In this capture, the most common edge-to-edge spacing is ~104 samples.

At 1 MHz, that’s:

• 104 samples ≈ 104 µs per bit
• baud ≈ 1 / 104e-6 ≈ 9615 → closest standard rate is 9600 baud

So we use 9600 baud.

3. Decode in PulseView (UART)

1. Click Add protocol decoder
2. Select UART
3. Configure:
   • RX channel: the only channel (uart)
   • Baud rate: 9600
   • Data bits: 8
   • Parity: None
   • Stop bits: 1
   • Bit order: LSB first (default UART)

PulseView will immediately populate the decode row with bytes / ASCII.

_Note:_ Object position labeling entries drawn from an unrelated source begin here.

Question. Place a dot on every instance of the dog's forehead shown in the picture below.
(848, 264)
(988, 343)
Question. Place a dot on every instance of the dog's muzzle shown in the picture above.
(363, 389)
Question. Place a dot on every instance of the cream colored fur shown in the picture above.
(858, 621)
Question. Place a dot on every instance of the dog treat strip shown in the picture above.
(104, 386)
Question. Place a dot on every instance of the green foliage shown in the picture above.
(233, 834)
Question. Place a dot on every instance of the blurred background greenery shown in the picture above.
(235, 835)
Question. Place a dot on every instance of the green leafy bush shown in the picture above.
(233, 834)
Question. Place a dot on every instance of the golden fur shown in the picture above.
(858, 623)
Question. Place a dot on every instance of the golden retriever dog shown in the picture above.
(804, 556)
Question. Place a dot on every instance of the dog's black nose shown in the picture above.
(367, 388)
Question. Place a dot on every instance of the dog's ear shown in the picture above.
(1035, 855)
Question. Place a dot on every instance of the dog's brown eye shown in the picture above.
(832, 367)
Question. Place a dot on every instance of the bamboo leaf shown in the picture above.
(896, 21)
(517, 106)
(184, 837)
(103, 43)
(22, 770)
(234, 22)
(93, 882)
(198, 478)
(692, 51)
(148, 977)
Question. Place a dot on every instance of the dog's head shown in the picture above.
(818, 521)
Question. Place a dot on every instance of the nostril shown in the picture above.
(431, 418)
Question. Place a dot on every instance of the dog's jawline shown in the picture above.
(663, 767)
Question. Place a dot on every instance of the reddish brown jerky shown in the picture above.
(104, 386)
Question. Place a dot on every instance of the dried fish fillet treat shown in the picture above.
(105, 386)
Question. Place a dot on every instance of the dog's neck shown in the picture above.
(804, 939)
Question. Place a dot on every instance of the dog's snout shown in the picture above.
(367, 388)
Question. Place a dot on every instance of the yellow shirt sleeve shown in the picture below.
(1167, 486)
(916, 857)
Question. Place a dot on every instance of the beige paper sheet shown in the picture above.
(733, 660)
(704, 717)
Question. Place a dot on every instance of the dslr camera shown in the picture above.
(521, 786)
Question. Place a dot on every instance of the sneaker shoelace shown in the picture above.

Reading the decoded ASCII stream yields the flag.

Flag

CTF{UART_1s_th3_b4ckb0n3_0f_s3r14l_d4t4_tr4nsm1ss10n}

Bonus: decode without GUI (Python)

If you don’t want PulseView, .sr is just a zip. The logic samples are raw 0/1 bytes, so we can decode UART by sampling mid-bit at 9600 baud.

import zipfile
import numpy as np

BIT_SAMPLES = 104  # 1 MHz / 9600 ≈ 104 samples per bit

def decode_uart_loose(sig, bit_samples=BIT_SAMPLES, data_bits=8):
    n = len(sig)
    i = 0
    out = []

    while i < n - 2:
        # falling edge = start bit
        if sig[i] == 1 and sig[i+1] == 0:
            t0 = i + 1

            # start bit midpoint must be low
            mid_start = t0 + bit_samples // 2
            if mid_start >= n or sig[mid_start] != 0:
                i += 1
                continue

            # sample 8 data bits at 1.5, 2.5, ..., 8.5 bit-times
            bits = []
            ok = True
            for b in range(data_bits):
                idx = int(round(t0 + bit_samples * (1.5 + b)))
                if idx >= n:
                    ok = False
                    break
                bits.append(int(sig[idx]))

            if not ok:
                break

            val = sum(bit << b for b, bit in enumerate(bits))
            out.append(val)

            # jump past the frame (start + 8 data + stop)
            i = int(round(t0 + bit_samples * 10))
            continue

        i += 1

    return bytes(out)

with zipfile.ZipFile("challenge.sr", "r") as z:
    logic = z.read("logic-1-1")

sig = (np.frombuffer(logic, dtype=np.uint8) & 1).astype(np.uint8)
msg = decode_uart_loose(sig).decode("ascii", errors="replace")
print(msg)

Output:

CTF{UART_1s_th3_b4ckb0n3_0f_s3r14l_d4t4_tr4nsm1ss10n}

(We decode “loose” because captures sometimes end mid-stop-bit; the last byte can still be recovered reliably.)